I've resumed fishing through old boxes, drawers, and shelves to finally start donating again to the Haiku Canada Archives now that they've found an official home with the Univ. of Victoria library. It's part of my ongoing project to declutter my small house and to get "important" materials into various archives. Having the cancer operation has reinforced my goal to get as much of this stuff into good homes while I'm still above ground. I don't know anyone locally who'd know how to do this once I'm gone, and rare items would likely end up in the recycling bin or worse, the local landfill.
part of email from Vicki McCullough, a member of the Haiku Canada archives committee and current archivist on the Haiku Canada executive:
Thank you for adding the Cafe Haiku link and that chunk of your story and haiku history. So glad to see your mention of Eric Amann in there -- and the note in your email that Eric Amann has an autobiography that you'll send anon. He didn't hang around on the haiku scene as George Swede has, so I've wondered what we might pull in about him. Other than, well, I have a fat file of correspondence between Eric and Anna Vakar and a few other slimmer files to do with the brief period Anna was an editorial consultant on Cicada. Now that I've received all I'm going to get from Anna's estate and have done some browsing through the last arrivals, I've decided to start by identifying what is unquestionably most eligible for the Haiku Canada Collection at UVic Library Special Collections -- and that would be these aforementioned files. Then I'll ripple out from there, assessing significance until it's (hopefully) clear what is not eligible to be sent: that is, what does not meaningfully fit the haiku-and-related-forms mandate. I'm imagining a grey area where I'm not sure and will seek guidance from the UVic librarians.
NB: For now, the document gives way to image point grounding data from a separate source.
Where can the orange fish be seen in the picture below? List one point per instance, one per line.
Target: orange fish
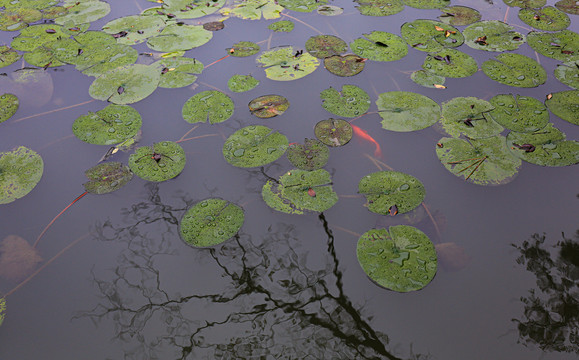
(364, 135)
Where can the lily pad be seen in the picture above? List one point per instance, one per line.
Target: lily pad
(282, 64)
(300, 190)
(334, 132)
(386, 190)
(493, 35)
(350, 101)
(268, 106)
(111, 125)
(212, 105)
(466, 115)
(380, 46)
(450, 63)
(159, 162)
(407, 111)
(482, 162)
(518, 113)
(8, 106)
(107, 177)
(312, 155)
(211, 222)
(403, 259)
(515, 70)
(20, 171)
(253, 146)
(126, 85)
(565, 104)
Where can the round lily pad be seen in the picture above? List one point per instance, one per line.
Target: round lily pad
(300, 190)
(518, 113)
(351, 101)
(565, 104)
(380, 46)
(402, 259)
(253, 146)
(111, 125)
(20, 171)
(211, 105)
(388, 190)
(210, 222)
(159, 162)
(466, 115)
(334, 132)
(312, 155)
(493, 35)
(268, 106)
(515, 70)
(483, 162)
(407, 111)
(107, 177)
(8, 106)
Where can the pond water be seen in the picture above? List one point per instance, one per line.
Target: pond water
(116, 280)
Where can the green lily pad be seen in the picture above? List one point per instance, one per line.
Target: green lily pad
(312, 155)
(334, 132)
(109, 126)
(159, 162)
(242, 83)
(565, 104)
(493, 35)
(300, 190)
(20, 171)
(322, 46)
(431, 35)
(212, 105)
(548, 18)
(350, 101)
(407, 111)
(253, 146)
(268, 106)
(515, 70)
(402, 260)
(281, 64)
(126, 85)
(379, 7)
(546, 147)
(211, 222)
(380, 46)
(518, 113)
(386, 190)
(8, 106)
(450, 63)
(482, 162)
(459, 15)
(107, 177)
(466, 115)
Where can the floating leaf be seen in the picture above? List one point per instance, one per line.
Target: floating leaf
(253, 146)
(334, 132)
(482, 162)
(515, 70)
(300, 190)
(211, 222)
(384, 189)
(407, 111)
(20, 171)
(159, 162)
(212, 105)
(268, 106)
(402, 260)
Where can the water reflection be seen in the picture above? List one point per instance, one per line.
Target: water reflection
(551, 316)
(273, 301)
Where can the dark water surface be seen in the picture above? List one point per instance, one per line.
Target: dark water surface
(290, 286)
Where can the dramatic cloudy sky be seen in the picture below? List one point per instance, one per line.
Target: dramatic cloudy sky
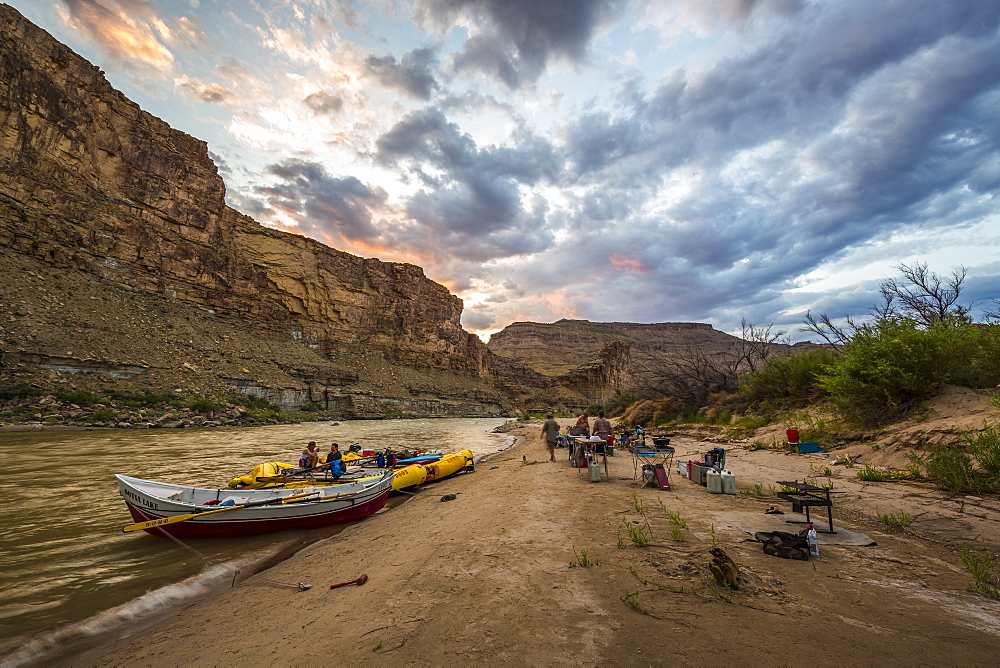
(612, 160)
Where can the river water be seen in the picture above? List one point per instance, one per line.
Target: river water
(68, 572)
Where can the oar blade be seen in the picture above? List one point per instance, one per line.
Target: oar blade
(163, 521)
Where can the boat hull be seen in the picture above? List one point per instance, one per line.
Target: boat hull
(147, 500)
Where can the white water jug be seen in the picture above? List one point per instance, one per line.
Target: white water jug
(728, 482)
(713, 480)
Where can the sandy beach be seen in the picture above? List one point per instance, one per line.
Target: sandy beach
(531, 564)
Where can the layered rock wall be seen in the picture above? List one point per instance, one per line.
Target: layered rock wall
(91, 183)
part of my reply to Vicki about Eric Amann:
IMHO Eric Amann was one of the most important English language haijin to date. His 1960s mag Haiku literally changed the form and to a degree the content of modern English haiku. The other mags of that period, and I subscribed to and was published in most, if not all of them, were strictly 5-7-5 in form and limited in content. The "rules" of haiku back then were strict - haiku were to be about nature, not people, although gradually haijin became aware of senryu, and over many decades the distinction seems to have blurred.
Eric critiqued my early attempts at haiku in his preferred non 5-7-5 form, and after some practising he began publishing my haiku as exemplars of non 5-7-5. The other small haiku mags of that period followed Eric's lead with Haiku as I recall. I was pleased and very surprised when I recently found one of my first acceptance notes from Eric on a torn piece of paper!
The "thread in haiku" piece skims over my personal history, and explains how for several years I was still occasionally writing, and even managing to publish two small chapbooks of haiku (I'd never heard of chapbooks in 1969, I just wanted a collection of my haiku gathered in one place.) After living in the Eel Pie Island commune and living on the streets and traveling in Europe, I returned to Canada in 1972. It was a pleasant surprise to be invited to what I consider to be the founding meeting of what became Haiku Canada at Eric's apartment in east end Toronto circa 1976 or 77. I believe I've posted a description of that meeting somewhere on my blog, and if I find it I'll forward it to you.